La première partie du livre est consacrée à l’Odyssée d’Énée. Il nous est compté l’histoire du cheval de Troie en détail puis du sac de la ville, l’assassinat de Priam par Néoptolème, la dérive des Troyens sur les mers, puis les amours de Didon et d’Enée et enfin la descente d’Enée aux enfers (catabase) pour voir son père Anchise.
Cette première partie du livre se lit très bien, et chaque chant est porteur d’un évènement qui présente un réel intérêt scénaristique pour la narration, ce qui rend la lecture bien plus agréable.
Plusieurs passages sont d’ailleurs marquant. En particulier, la violence de Pyrhhus/Néoptolème le fils d’Achille au (chant II) est vraiment mise en valeur, c’est tragique, c’est héroique, c’est épique.
Mais mon passage préféré est certainement celui de la mort de Didon (chant IV) qui évoque parfaitement le tragique qu’écrira Racine 1600 ans plus tard.

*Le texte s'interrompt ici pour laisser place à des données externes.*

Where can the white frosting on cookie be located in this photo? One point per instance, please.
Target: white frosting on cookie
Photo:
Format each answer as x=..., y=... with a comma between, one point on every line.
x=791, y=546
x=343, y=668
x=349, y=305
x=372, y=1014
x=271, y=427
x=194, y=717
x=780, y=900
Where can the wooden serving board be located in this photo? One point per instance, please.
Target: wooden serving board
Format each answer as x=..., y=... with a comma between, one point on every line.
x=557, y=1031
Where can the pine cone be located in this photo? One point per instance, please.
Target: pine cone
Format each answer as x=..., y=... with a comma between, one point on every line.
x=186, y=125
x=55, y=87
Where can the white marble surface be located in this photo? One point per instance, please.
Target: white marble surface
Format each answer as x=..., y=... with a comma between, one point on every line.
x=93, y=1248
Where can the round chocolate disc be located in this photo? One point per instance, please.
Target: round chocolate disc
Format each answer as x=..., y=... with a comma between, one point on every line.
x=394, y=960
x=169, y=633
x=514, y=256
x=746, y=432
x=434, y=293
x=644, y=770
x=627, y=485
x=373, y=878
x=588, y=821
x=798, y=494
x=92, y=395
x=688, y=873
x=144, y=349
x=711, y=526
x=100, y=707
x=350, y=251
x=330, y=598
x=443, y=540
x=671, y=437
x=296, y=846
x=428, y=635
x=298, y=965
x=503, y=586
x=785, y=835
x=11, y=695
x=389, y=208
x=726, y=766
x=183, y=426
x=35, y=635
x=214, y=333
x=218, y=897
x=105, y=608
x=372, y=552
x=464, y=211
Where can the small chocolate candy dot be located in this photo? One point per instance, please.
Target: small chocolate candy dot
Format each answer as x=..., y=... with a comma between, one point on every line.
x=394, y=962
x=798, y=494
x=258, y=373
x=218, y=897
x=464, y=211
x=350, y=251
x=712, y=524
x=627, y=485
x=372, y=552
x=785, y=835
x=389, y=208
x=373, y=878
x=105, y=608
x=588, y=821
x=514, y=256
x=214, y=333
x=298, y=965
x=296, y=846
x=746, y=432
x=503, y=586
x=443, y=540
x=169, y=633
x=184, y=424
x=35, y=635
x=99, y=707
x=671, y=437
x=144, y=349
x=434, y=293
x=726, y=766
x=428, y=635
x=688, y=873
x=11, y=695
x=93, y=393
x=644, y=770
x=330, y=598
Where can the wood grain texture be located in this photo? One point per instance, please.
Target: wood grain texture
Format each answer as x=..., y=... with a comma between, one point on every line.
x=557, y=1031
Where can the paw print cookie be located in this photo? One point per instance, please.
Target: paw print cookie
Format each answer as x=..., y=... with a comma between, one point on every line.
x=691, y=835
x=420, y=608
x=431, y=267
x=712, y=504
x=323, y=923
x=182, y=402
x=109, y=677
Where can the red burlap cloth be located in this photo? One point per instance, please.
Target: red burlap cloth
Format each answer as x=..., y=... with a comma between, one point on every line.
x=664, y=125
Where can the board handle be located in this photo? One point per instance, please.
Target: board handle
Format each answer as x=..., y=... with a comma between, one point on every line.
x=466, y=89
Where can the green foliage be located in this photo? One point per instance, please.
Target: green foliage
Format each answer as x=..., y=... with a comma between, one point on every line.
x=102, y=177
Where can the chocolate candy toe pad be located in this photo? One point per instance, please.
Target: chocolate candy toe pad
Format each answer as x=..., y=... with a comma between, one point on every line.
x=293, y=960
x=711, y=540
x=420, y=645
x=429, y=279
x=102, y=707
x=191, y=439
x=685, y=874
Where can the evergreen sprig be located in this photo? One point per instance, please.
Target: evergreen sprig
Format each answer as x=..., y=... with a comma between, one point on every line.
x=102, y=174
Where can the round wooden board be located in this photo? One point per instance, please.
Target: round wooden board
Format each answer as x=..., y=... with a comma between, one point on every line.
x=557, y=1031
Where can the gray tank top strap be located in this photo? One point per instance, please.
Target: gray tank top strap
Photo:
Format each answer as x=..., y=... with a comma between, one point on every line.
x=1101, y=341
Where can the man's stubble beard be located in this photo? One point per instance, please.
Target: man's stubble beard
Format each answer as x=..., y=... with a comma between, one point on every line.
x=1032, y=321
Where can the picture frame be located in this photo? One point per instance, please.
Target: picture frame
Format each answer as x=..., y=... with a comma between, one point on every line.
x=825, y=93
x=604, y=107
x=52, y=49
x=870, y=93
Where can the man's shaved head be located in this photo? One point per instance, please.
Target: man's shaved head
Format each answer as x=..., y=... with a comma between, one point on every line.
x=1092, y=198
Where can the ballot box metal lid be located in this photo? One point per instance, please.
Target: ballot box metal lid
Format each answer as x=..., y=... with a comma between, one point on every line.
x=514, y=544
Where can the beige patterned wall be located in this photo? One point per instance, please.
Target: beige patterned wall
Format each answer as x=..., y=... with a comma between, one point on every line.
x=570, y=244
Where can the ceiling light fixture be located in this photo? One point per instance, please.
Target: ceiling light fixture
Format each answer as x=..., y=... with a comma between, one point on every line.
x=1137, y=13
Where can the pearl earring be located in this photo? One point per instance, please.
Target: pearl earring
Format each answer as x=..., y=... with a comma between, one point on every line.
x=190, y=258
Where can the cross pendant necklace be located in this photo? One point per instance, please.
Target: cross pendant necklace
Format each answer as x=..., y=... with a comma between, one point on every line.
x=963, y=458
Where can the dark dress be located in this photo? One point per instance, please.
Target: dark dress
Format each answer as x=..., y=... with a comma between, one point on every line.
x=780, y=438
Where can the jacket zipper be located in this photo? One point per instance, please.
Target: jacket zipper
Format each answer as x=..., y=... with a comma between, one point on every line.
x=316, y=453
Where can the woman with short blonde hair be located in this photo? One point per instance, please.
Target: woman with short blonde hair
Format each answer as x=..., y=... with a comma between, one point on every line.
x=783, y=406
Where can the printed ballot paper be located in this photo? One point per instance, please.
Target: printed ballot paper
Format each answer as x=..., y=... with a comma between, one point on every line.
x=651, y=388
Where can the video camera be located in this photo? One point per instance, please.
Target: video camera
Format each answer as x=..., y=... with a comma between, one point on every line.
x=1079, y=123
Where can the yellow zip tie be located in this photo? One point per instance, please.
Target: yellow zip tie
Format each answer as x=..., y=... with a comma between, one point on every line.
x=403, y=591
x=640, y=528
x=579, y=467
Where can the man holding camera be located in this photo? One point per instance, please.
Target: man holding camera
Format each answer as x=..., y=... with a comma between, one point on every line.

Globalement, l'accent mis sur les personnages importants, l'emphase, me parle bien plus que dans les homologues grecs. Ça semble plus écrit, et c'est le cas ! Malgré un contexte historique qui ne m’est toujours pas très familier, l'aventure est bien plus prenante, mieux rythmée, plus agréable. En fait, j’ai trouvé le début de l’Eneide résolument plus moderne que ses prédécesseurs grecs. Mais cette préférence et ce ressenti va certainement de pair avec une traduction très adaptée au français et aussi probablement à force d’habitude d’être plongé dans cet univers.
Autre exemple de référence directe à l’Iliade qui me semble plus pertinente ici, les jeux funéraires du chant V. Ça intervient à un moment du livre où on n’est pas à bout de souffle et puis surtout le récit de initial de la course de bateaux est très drôle. Gias qui balance son pilote par dessus bord c’est porteur d’un véritable comique de geste.
Le chant VI est une très belle hypotypose qui nous fait apparaître un ensemble des habitants et des lieux de vie dans le monde des morts, du Tartare aux Champs-Elysées.
Mais voilà il ne s’agit que de la première moitié du livre, la deuxième qui nous narre le récit des batailles dans le Latium est bien plus laborieuse.
En exemple parfait de l’ennui, le Chant X où j’ai retrouvé les passages soporifiques de l’Iliade, des récits de bataille où je ne sais pas qui parle et où plein de noms superposés qui ne me sont pas familiers s’égorgent et se chevauchent. C'est pas très agréable ni très récompensant comme lecture. Virgile s’est en effet permis le plaisir (lui pas nous) d’écrire un catalogue des armées ainsi que des vaisseaux pour bien rendre hommage à Homère dans toute sa lourdeur.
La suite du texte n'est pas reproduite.